A new collaborative research program pairing the Philadelphia Department of Public Health (PDPH) AIDS Activities Coordinating Office (AACO) with Penn’s Leonard Davis Institute and the Penn Center for AIDS Research (CFAR) has announced the award of four pilot grants for evaluating existing or potential new programs that could augment the city’s response to the HIV epidemic.

Part of PDPH’s comprehensive “Ending the HIV Epidemic” campaign, the one-year grants went to four Penn faculty scientists who are also Senior or Associate Fellows at LDI.

Important Public Health Initiative

“Everyone on Penn’s side is gratified to be a direct part of such an important initiative and a project that affects people with HIV across the city,” said LDI Executive Director Rachel M. Werner, MD, PhD. “This kind of real-world collaboration with the City of Philadelphia focused on a front-line challenge in health care delivery is among the most exciting and rewarding kinds of science a researcher can engage in.

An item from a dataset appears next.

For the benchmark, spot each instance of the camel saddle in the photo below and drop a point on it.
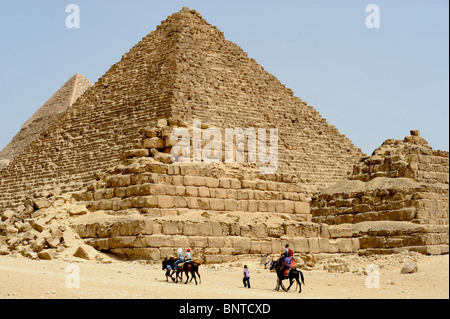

We have been delighted to work with Ron Collman and Robert Gross from CFAR to make this connection with PDPH. Congratulations to the grant winners and we look forward to the results from this team effort.

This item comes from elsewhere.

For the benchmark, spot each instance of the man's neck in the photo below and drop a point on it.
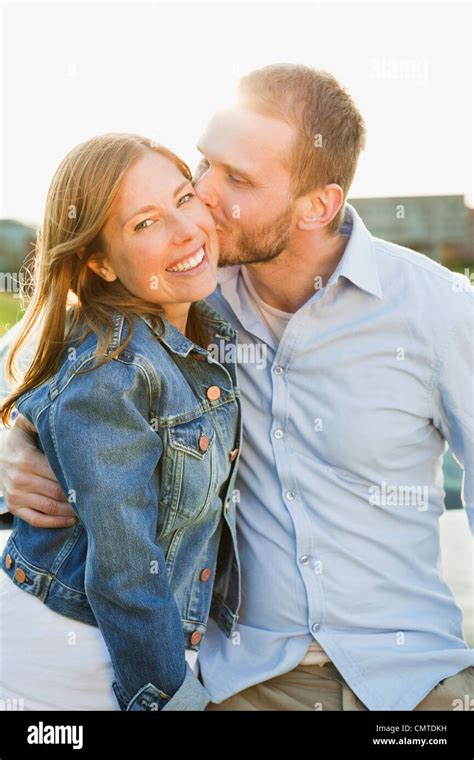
(305, 266)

The four winning projects are:

Feasibility and Acceptability of Harm-Reduction Vending Machines in Philadelphia

Rebecca Stewart
Stewart

Principal Investigator: Rebecca Stewart, PhD, LDI Senior Fellow, Assistant Professor, Penn Center for Mental Health, Perelman School of Medicine


Harm-reduction interventions are an integral part of the Philadelphia Department of Public Health’s “Ending the HIV Epidemic in Philadelphia,” an aspirational, multi-pronged community plan aligned with federal initiatives to reduce new HIV infections. This project will assess the potential local use of vending machines containing harm-reduction materials (VMHR). Included would be safe injection kits (with and without syringes), wound care, naloxone, pre-exposure prophylaxis medications (PrEP), condoms, and HIV self-tests.

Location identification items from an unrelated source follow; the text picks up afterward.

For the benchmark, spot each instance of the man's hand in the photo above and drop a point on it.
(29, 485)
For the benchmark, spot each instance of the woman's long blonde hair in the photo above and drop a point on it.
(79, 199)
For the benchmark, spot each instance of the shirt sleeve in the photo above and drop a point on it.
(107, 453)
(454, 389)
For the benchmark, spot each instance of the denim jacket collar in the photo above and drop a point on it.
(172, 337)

Evaluating the Implementation of Low-Threshold PrEP Services in Sexual Wellness Clinics

Stephen Bonett
Bonett

Principal Investigator: Stephen Bonett, PhD, RN, LDI Associate Fellow, Postdoctoral Fellow, Program on Sexuality, Technology, and Action Research (PSTAR), Penn School of Nursing


Pre-exposure prophylaxis (PrEP) is a safe and effective method for preventing HIV infection, but significant barriers exist to achieving widespread uptake of PrEP among those at risk of acquiring HIV. The Philadelphia Department of Health has launched a network of sexual wellness clinics throughout the city aimed at providing low-threshold access to sexual health services and rapid links to PrEP care. This research will evaluate the initial implementation of PrEP services in these clinics, examining barriers and facilitators to use.

Building on Success: Increasing Rates of HIV Screening in Philadelphia Emergency Departments

Nancy Aitcheson
Aitcheson

Principal Investigator: Nancy Aitcheson, MD, LDI Associate Fellow, MSHP Student and Fellow, Infectious Disease, Perelman School of Medicine


Recent Philadelphia-wide data suggests that 11% of residents living with HIV are unaware of their diagnosis, and this group accounts for 39% of HIV transmission in the city. Currently, routine opt-out screening in hospital emergency departments is an underutilized strategy to diagnose these individuals and link them to care. This work will use “implementation mapping” to identify barriers and facilitators to routine, opt-out HIV testing. Included will be an implementation needs assessment and the development of related implementation strategies, protocols, and evaluations.


Enhancing HIV testing and PrEP Delivery in Substance Use Disorder Treatment Programs

Daniel Teixeira da Silva
da Silva

Principal Investigator: Daniel Teixeira da Silva, MD, LDI Associate Fellow, Fellow, National Clinician Scholars Program, Perelman School of Medicine


Since 2016, Philadelphia has experienced a 151% increase in HIV among people who inject drugs. The Philadelphia Department of Health recommends that injectable drug users be tested for HIV every three months. Frequent HIV testing can facilitate early linkage to HIV care or initiation of pre-exposure prophylaxis (PrEP). However, only 28.5% of users have been tested in the last three months. This work is an implementation science approach to enhancing testing and PrEP delivery in substance use disorder treatment programs.